Activists say that defense operations drag down the market value of their other business lines in a conglomerate, said Loren Thompson, Lexington Institute defense analyst. And Pentagon contracts are expected to whither in the coming years.
Because its stock has underperformed the S&P 500 Index, management must respond to the activist even if it thinks divestitures are a bad idea, Thompson said.
Textron is an important niche player in the defense industry with the V-22 Osprey rotorcraft, the unmanned aircraft the Shadow and smart munitions such as the Sensor Fuzed Weapon, he said.

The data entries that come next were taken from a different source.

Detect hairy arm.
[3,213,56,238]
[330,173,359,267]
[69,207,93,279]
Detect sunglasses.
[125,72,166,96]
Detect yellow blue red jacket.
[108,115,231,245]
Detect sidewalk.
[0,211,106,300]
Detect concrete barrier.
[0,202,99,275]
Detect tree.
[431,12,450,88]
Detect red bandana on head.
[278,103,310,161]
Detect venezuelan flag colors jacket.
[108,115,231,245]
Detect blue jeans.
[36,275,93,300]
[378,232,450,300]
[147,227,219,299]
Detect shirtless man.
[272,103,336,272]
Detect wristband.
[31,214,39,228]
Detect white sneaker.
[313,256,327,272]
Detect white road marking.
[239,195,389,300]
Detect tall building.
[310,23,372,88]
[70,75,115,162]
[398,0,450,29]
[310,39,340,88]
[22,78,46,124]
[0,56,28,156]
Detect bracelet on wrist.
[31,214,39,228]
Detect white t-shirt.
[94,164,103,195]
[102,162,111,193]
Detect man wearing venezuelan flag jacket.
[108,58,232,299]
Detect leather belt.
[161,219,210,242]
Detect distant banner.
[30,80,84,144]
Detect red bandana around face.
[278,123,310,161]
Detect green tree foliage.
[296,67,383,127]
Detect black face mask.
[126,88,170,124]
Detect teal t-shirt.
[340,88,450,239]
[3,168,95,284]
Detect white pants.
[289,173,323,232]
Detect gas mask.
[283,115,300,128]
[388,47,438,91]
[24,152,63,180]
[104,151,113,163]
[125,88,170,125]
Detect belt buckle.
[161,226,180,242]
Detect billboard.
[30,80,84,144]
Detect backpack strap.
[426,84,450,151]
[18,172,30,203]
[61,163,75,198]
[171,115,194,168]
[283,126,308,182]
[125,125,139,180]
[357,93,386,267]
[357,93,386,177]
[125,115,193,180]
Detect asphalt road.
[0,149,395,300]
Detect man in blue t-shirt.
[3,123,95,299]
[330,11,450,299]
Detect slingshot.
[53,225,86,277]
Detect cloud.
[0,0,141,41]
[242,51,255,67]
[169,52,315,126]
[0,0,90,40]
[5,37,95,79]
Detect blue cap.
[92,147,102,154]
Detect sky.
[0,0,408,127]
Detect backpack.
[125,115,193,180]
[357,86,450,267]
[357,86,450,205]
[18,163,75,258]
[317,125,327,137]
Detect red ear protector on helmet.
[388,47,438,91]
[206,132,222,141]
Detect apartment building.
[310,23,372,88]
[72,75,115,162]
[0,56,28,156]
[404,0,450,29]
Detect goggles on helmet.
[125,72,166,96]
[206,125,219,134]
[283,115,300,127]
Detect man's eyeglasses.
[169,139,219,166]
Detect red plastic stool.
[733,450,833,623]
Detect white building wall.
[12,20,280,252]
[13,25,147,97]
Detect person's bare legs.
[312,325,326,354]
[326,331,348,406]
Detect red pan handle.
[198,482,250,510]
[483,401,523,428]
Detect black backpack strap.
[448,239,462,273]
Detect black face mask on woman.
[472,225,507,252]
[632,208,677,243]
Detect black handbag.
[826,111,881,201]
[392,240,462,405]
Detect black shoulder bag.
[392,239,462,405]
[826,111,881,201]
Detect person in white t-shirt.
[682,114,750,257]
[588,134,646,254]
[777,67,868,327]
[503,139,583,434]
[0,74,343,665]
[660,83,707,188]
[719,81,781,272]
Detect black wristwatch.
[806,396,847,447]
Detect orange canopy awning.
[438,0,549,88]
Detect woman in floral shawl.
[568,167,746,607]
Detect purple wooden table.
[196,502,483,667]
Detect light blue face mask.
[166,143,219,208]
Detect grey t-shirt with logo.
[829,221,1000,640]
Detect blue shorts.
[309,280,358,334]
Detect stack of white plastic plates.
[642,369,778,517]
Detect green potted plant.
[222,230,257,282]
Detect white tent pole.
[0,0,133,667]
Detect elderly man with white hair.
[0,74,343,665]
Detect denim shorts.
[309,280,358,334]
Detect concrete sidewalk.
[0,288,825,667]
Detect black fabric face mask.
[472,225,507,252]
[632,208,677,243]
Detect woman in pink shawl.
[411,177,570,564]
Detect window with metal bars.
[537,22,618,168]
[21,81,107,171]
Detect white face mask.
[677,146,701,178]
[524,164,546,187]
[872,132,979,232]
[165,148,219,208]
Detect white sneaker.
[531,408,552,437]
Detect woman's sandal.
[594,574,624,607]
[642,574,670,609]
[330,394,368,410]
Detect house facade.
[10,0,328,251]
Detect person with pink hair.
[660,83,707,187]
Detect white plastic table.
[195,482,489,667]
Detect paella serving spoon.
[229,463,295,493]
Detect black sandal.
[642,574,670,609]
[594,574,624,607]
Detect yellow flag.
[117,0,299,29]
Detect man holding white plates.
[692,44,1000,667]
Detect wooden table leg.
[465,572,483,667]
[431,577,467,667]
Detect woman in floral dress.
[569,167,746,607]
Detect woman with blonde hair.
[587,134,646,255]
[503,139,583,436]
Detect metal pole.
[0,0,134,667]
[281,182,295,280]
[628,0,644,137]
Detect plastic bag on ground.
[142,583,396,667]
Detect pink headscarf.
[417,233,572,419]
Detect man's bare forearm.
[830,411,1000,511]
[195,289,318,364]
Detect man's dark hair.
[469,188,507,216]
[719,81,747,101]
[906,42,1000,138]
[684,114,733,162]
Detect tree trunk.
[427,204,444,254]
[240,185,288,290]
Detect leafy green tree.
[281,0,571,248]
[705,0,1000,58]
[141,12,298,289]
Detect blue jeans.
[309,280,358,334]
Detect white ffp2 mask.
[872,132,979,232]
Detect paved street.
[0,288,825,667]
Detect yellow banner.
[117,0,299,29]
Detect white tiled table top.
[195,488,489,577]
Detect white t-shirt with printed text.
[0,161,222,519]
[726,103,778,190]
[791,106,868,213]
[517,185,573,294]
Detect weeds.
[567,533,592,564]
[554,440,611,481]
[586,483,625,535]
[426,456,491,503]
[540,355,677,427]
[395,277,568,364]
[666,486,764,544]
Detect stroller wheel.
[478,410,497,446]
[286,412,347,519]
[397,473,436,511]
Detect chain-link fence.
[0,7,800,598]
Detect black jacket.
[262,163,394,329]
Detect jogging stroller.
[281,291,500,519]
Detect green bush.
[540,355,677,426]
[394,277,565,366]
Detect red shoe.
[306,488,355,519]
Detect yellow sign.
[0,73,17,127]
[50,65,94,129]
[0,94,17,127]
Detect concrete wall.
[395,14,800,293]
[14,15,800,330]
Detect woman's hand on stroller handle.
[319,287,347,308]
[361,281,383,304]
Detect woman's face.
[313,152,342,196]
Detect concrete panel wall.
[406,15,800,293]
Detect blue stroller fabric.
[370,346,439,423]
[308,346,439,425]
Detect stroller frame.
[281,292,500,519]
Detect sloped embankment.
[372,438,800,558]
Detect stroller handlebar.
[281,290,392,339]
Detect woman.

“Many of its military products are genuinely unique, which means the defense department needs to assure their future availability will not be impaired by changes in the character of the enterprise,” Thompson said.
“Textron’s defense programs would not simply go away in any breakup or divestiture scenario because they generate billions of dollars in revenue annually for the company.”
But the financial and management structure Textron operates could go away. Without the resources of such a large conglomerate behind them, managers of weapons programs may be more constrained in the risks they take and the investments they make.
“That would be especially true if the operations were acquired by private equity, which often tries to drain cash from properties before flipping them to the next owner,” Thompson said.